U.S. Nuclear Regulatory Commission Operations Center Event Reports For 8/3/2018 - 8/6/2018 ** EVENT NUMBERS ** |
Agreement State | Event Number: 53524 | Rep Org: SC DEPT OF HEALTH & ENV CONTROL Licensee: BURNELL-LAMMONS ENGINEERING, INC Region: 1 City: GREENVILLE State: SC County: GREENVILLE License #: 548 Agreement: Y Docket: NRC Notified By: ANDREW M. ROXBURGH HQ OPS Officer: BRIAN LIN | Notification Date: 07/26/2018 Notification Time: 07:15 [ET] Event Date: 07/25/2018 Event Time: 15:30 [EDT] Last Update Date: 07/26/2018 | Emergency Class: NON EMERGENCY 10 CFR Section: AGREEMENT STATE | Person (Organization): BRICE BICKETT (R1DO) NMSS_EVENTS_NOTIFICATION (EMAIL) | Event Text AGREEMENT STATE REPORT - DAMAGED GAUGE
The following was received from the State of South Carolina via email.

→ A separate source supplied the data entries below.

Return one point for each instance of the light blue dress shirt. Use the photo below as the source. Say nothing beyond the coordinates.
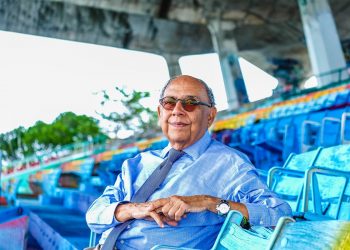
(208, 168)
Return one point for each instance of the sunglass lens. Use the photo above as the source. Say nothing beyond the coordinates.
(169, 103)
(189, 104)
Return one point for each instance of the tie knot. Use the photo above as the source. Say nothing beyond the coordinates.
(175, 154)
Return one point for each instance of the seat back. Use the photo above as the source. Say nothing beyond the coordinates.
(331, 190)
(288, 181)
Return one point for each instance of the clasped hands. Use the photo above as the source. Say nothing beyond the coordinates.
(165, 210)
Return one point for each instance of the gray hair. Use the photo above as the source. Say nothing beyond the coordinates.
(204, 84)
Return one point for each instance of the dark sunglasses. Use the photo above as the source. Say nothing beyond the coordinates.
(189, 104)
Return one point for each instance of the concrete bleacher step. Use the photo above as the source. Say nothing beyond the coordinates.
(13, 225)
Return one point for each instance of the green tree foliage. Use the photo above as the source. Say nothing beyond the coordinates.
(130, 114)
(67, 128)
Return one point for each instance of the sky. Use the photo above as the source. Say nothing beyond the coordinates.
(43, 77)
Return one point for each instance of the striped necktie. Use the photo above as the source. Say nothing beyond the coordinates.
(146, 190)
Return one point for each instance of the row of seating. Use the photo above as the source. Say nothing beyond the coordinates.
(316, 181)
(270, 141)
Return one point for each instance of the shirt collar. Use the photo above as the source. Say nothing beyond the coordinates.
(195, 150)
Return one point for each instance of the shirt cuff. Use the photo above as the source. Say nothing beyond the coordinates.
(115, 221)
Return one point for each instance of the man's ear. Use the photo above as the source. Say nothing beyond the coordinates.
(159, 114)
(211, 116)
(158, 111)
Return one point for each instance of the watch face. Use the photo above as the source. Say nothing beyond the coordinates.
(224, 208)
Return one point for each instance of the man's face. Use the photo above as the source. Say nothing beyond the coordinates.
(181, 127)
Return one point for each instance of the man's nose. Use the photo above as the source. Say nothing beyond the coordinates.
(178, 109)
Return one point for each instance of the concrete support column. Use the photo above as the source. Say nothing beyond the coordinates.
(173, 64)
(229, 74)
(322, 40)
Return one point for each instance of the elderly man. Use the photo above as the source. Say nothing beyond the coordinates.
(207, 180)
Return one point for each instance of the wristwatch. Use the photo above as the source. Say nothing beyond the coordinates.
(223, 208)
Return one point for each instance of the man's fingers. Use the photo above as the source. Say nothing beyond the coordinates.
(157, 218)
(179, 213)
(159, 203)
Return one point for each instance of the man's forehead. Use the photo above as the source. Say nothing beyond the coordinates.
(185, 87)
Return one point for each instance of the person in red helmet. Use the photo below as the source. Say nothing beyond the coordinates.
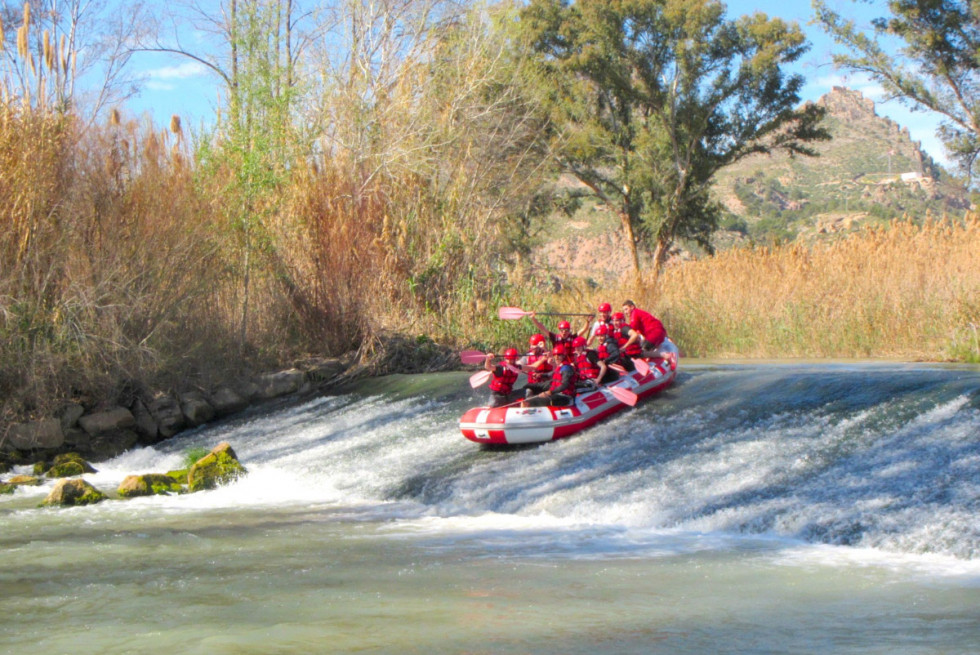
(561, 392)
(593, 364)
(651, 334)
(603, 317)
(564, 336)
(537, 364)
(503, 376)
(621, 332)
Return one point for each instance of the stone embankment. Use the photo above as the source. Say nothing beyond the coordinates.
(104, 432)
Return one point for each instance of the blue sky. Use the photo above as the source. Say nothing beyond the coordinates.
(183, 87)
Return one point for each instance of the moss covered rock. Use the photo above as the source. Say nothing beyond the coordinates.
(68, 493)
(150, 484)
(218, 467)
(24, 480)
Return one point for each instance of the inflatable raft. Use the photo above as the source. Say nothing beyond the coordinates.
(526, 425)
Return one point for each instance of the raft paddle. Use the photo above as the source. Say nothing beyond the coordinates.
(479, 378)
(472, 357)
(624, 396)
(515, 313)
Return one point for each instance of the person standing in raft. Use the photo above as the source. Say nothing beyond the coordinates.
(536, 363)
(564, 337)
(650, 333)
(503, 377)
(622, 333)
(562, 390)
(603, 317)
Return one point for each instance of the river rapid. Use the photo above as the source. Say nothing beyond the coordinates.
(751, 508)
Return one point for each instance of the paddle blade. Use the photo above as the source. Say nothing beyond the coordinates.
(511, 367)
(479, 378)
(624, 396)
(511, 313)
(472, 357)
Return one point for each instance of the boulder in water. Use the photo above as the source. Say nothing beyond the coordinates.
(70, 492)
(148, 485)
(69, 465)
(218, 467)
(24, 481)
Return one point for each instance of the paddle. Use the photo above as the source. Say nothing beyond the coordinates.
(515, 313)
(472, 357)
(624, 396)
(479, 378)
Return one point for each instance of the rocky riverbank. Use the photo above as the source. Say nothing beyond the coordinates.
(106, 429)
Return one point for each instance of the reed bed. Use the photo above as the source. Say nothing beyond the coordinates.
(908, 291)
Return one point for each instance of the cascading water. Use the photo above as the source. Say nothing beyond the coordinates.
(743, 497)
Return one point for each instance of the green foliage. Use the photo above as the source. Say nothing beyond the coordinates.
(192, 455)
(649, 99)
(939, 69)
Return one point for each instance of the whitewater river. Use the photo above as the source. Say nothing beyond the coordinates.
(762, 508)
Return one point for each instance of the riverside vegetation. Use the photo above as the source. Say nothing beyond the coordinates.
(135, 259)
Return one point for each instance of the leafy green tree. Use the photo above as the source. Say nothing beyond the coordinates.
(941, 67)
(650, 98)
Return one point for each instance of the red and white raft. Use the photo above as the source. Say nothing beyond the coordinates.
(520, 425)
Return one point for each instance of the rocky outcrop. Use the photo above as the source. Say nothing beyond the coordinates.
(72, 492)
(148, 485)
(148, 418)
(218, 467)
(36, 435)
(68, 465)
(24, 481)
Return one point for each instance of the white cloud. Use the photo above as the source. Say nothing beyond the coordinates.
(179, 72)
(154, 85)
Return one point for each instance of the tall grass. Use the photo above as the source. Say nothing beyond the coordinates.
(906, 291)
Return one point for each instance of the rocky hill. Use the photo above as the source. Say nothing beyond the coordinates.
(870, 171)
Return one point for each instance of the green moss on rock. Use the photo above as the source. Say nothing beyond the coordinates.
(71, 492)
(218, 467)
(151, 484)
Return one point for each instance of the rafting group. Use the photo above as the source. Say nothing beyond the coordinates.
(602, 350)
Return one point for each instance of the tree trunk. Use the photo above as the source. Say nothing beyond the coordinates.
(631, 244)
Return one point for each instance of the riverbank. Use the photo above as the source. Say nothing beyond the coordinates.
(108, 427)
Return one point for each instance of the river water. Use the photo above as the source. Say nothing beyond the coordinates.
(754, 508)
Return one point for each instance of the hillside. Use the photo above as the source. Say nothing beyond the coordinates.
(870, 170)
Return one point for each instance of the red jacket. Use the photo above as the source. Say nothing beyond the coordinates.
(503, 380)
(650, 327)
(539, 374)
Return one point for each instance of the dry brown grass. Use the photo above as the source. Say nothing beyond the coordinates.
(906, 291)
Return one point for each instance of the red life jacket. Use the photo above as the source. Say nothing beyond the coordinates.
(603, 351)
(558, 340)
(540, 374)
(504, 383)
(556, 379)
(586, 369)
(634, 349)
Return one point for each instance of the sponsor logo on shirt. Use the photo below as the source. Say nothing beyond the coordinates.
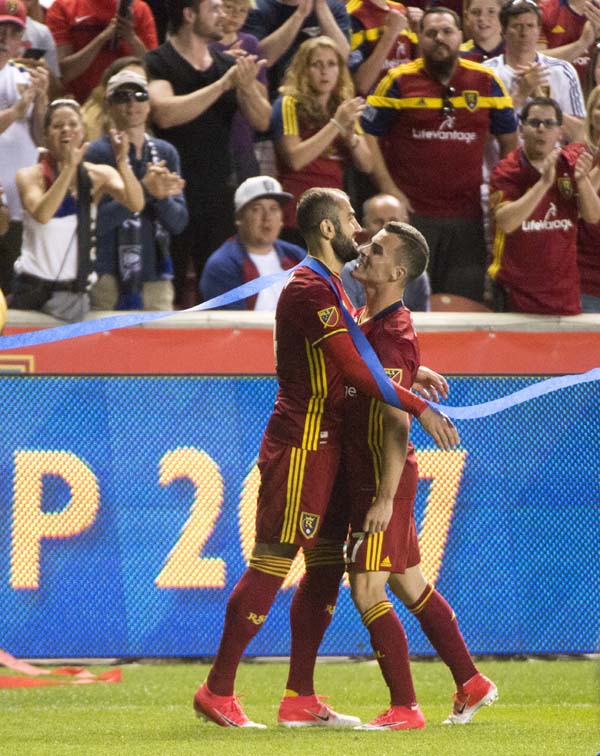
(308, 524)
(446, 132)
(330, 317)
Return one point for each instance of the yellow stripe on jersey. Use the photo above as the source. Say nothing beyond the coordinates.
(290, 120)
(327, 335)
(375, 438)
(381, 608)
(293, 495)
(374, 543)
(419, 608)
(316, 404)
(353, 5)
(271, 565)
(498, 253)
(436, 103)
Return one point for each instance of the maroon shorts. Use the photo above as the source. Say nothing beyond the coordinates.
(295, 487)
(394, 549)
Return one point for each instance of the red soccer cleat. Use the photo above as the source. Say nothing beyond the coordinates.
(222, 710)
(310, 711)
(470, 697)
(397, 718)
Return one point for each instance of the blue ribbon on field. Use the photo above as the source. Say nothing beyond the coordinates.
(114, 322)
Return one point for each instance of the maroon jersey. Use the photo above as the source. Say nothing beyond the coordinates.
(309, 405)
(537, 263)
(392, 335)
(562, 25)
(434, 135)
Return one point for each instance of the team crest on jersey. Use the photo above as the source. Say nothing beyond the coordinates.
(471, 98)
(395, 374)
(330, 317)
(309, 524)
(565, 186)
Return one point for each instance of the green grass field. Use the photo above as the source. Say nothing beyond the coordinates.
(545, 707)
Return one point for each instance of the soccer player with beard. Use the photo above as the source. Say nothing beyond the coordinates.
(298, 461)
(378, 479)
(434, 117)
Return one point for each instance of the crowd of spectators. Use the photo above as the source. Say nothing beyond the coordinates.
(151, 153)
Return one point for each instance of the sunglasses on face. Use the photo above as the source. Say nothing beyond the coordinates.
(547, 123)
(123, 96)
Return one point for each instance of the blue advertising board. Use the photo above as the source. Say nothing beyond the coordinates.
(127, 507)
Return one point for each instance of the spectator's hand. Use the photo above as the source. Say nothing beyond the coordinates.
(236, 51)
(396, 22)
(348, 112)
(378, 515)
(440, 428)
(430, 384)
(414, 17)
(530, 78)
(583, 166)
(548, 176)
(124, 28)
(27, 95)
(160, 182)
(120, 144)
(305, 8)
(247, 69)
(40, 78)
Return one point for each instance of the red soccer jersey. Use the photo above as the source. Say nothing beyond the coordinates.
(78, 22)
(436, 157)
(368, 22)
(562, 25)
(392, 335)
(537, 263)
(327, 170)
(309, 404)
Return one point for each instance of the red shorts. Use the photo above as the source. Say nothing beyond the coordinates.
(295, 486)
(394, 549)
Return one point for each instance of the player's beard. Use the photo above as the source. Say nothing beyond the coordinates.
(344, 247)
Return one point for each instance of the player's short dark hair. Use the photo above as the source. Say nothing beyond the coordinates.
(517, 8)
(542, 102)
(413, 250)
(175, 12)
(316, 205)
(437, 10)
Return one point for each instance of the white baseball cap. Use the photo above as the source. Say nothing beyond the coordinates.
(258, 187)
(126, 77)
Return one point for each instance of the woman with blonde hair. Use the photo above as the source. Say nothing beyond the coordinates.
(588, 234)
(315, 123)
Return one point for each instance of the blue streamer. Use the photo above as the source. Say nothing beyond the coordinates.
(114, 322)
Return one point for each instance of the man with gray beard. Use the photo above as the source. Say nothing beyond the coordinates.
(433, 117)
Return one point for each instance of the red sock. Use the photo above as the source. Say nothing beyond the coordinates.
(247, 609)
(310, 614)
(440, 626)
(388, 640)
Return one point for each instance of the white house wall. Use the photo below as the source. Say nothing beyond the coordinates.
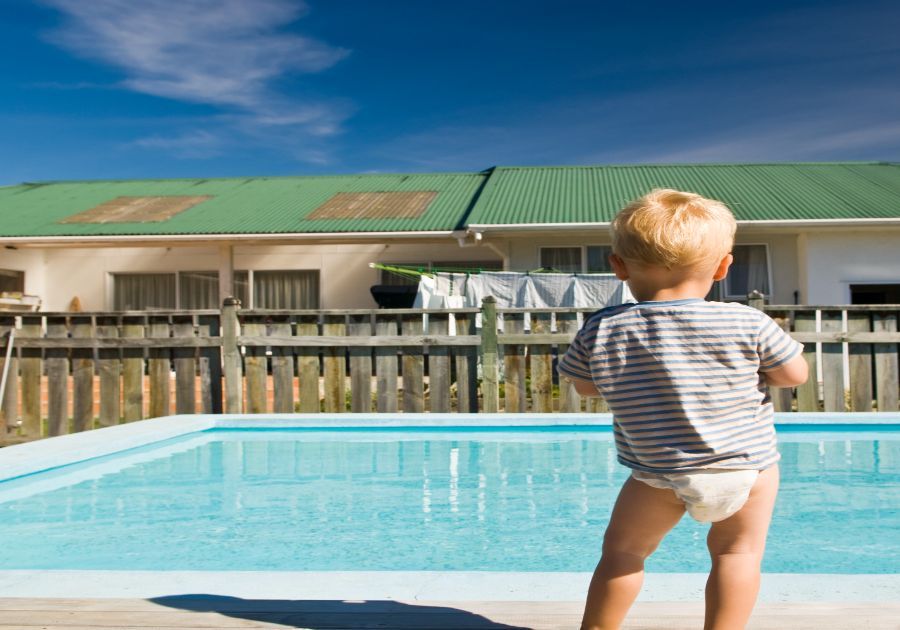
(834, 261)
(58, 275)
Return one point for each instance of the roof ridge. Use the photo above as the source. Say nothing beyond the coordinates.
(702, 164)
(246, 177)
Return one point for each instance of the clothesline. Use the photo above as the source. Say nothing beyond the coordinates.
(415, 272)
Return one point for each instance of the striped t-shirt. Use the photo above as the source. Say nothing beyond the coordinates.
(683, 381)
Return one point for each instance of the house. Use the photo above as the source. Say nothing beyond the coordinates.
(807, 233)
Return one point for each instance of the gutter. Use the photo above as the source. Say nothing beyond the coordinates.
(197, 239)
(484, 228)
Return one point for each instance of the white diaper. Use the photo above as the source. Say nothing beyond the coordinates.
(709, 495)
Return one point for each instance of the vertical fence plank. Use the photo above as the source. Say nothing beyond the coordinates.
(282, 368)
(185, 360)
(808, 392)
(490, 391)
(413, 366)
(335, 365)
(133, 370)
(541, 367)
(832, 364)
(860, 363)
(57, 361)
(9, 414)
(466, 366)
(82, 376)
(360, 365)
(160, 368)
(308, 365)
(439, 364)
(386, 366)
(255, 366)
(109, 367)
(596, 404)
(231, 356)
(514, 365)
(30, 369)
(210, 367)
(886, 363)
(569, 400)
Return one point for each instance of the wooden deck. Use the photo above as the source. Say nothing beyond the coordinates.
(226, 612)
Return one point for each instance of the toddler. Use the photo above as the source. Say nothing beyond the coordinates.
(687, 383)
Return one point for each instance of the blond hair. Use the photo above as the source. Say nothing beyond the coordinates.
(672, 228)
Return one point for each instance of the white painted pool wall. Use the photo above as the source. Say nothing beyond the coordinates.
(25, 459)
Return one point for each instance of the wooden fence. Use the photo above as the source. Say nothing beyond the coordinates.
(74, 371)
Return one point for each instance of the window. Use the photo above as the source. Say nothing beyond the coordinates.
(143, 291)
(286, 289)
(589, 259)
(562, 259)
(598, 259)
(12, 281)
(200, 289)
(749, 272)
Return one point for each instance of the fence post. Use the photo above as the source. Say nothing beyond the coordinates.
(490, 390)
(231, 355)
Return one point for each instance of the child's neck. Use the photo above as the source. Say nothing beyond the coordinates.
(685, 290)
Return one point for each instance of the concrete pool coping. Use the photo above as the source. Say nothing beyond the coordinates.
(425, 585)
(29, 458)
(55, 452)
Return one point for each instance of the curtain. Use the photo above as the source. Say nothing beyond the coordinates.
(286, 289)
(12, 281)
(198, 289)
(598, 259)
(143, 291)
(562, 259)
(242, 287)
(749, 271)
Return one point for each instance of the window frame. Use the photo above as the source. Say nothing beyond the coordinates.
(18, 274)
(584, 256)
(727, 296)
(111, 283)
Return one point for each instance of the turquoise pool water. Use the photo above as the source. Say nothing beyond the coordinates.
(418, 499)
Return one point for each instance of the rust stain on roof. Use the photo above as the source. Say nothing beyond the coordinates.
(375, 205)
(137, 209)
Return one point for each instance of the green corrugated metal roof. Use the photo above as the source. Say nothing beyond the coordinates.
(256, 205)
(754, 192)
(510, 195)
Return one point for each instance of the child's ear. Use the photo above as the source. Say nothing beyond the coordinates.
(722, 269)
(619, 267)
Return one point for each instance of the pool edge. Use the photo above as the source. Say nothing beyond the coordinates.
(425, 585)
(54, 452)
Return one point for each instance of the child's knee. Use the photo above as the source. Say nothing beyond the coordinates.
(720, 544)
(622, 543)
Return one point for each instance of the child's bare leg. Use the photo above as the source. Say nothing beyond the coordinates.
(736, 546)
(641, 518)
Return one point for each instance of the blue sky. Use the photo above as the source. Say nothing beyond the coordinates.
(98, 89)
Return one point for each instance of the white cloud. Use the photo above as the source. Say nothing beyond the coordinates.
(189, 145)
(224, 53)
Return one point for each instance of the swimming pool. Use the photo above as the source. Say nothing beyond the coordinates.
(269, 495)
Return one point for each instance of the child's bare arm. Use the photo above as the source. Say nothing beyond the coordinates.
(790, 374)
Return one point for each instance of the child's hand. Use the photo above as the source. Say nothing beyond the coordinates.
(790, 374)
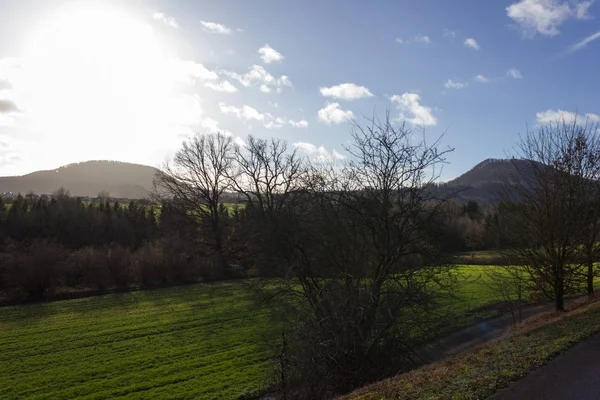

"On July 25, 2018, the Department [South Carolina Department of Health and Environmental Control] was notified by the licensee at approximately 3:30 PM [EDT] that one of its gauges had been run over by a bull dozer at a jobsite. The gauge was a Troxler Model 3430 (S/N 34618) containing 8 mCi of Cs-137 and 40 mCi of Am-241:Be. The sealed source serial number for the Cs-137 source is 77-1459 and the sealed source serial number for the Am-241:Be source is 47-30042. A radiation survey and wipe test of the gauge were performed at the scene. The gauge was safely transported back to the licensee's facility and placed in storage awaiting disposal."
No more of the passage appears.